A neighbor several miles up the hill had a hedgerow cut last summer.
J. going by daily during haying, speculated whether the loggers would make use of the "tops."
Some months later, there they were, strewed in the pasture, so on Friday J. made a visit to ask E.K. if he might buy the tops as firewood.
This was a courtesy inquiry, and E.K. made the expected reply, telling J. that he would be pleased to have the tops cut up and hauled away with no thought of payment.
J. speedily drove home, drafted me as helper and alerted G. that he was harvesting firewood.
We piled into Snort'n Nort'n and roared up to our neighbor's pasture--taking great care to shut the field gate behind us.
The day was blue-sky-bright with a brisk wind.
I had pulled my hair back into a loose braid, anchored with an elastic band and several clips. Within moments the wind had teased my hair into whisps which blew into my face.
G. and I began moving the smaller branches into piles as J. cut them free from the larger limbs.
G. began working bundled in her brown hoodie and down vest.
We all removed layers as we labored.
Given the curiosity level of bovines we weren't surprised when several of Farmer Ed's prize Jerseys ambled over to see what we were doing.
This handsome cow seemed to have important information to relay to J.!
G, became enthralled with this cow.
"I want a cow and some chickens," she stated--a wish she has reiterated since moving to Kentucky.
'No," we said in unision--also a reiteration, "You really don't want a cow and chickens of your very own!"
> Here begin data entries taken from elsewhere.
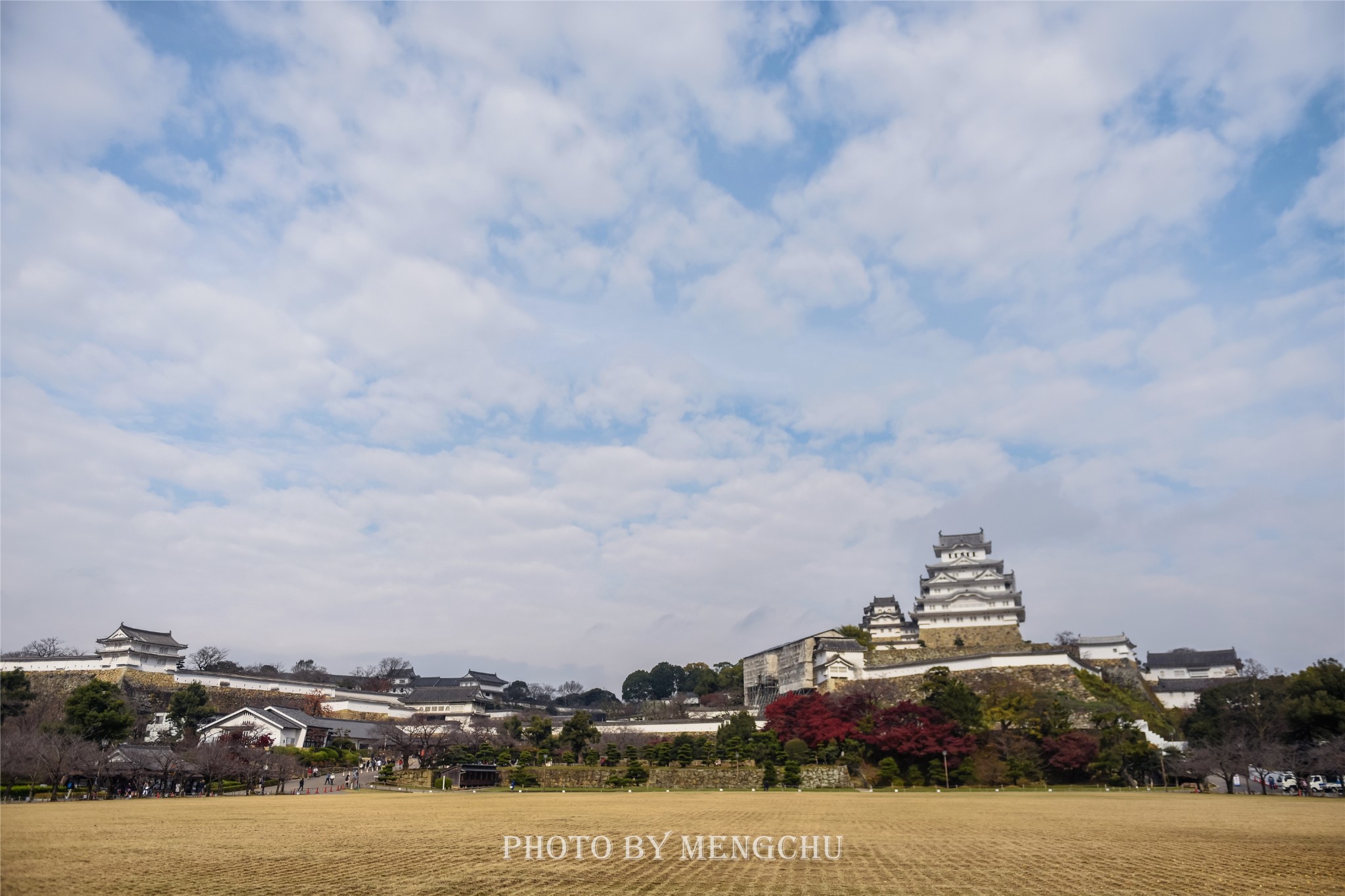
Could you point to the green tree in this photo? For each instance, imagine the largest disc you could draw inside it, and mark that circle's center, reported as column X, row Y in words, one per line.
column 701, row 679
column 1315, row 704
column 953, row 698
column 539, row 733
column 96, row 712
column 522, row 777
column 190, row 706
column 666, row 680
column 579, row 731
column 15, row 694
column 636, row 687
column 740, row 725
column 731, row 677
We noticed a pleasant scent as we moved around in the uncut grass.
I traced it to this plant growing in clumps along the brook and under the trees.
I can't identify it, although the dried stems appear square suggesting the mint family.
The browned leaves gave off a suggestion of anise more than mint.
One of the trees along the brook had thorny barbs.
Not knowing the correct identity for trees and plants frustrates me!
Peaceful and pastoral.
The weekend stayed warm and breezy.
By Monday the sky was overcast, but the day was warm.
Early in the morning I heard the wind ruffling through the waxy leaves of the magnolia tree just beyond my bedroom window.
The landscape has taken on earthy somber colors, the red and gold of autumn leaves lie drifted in
faded heaps on the ground.
J. is working at the chunks of maple which we harvested in March.
The smell of the wood permeates that corner of the yard.
It was warm enough to let the fires die out for several days.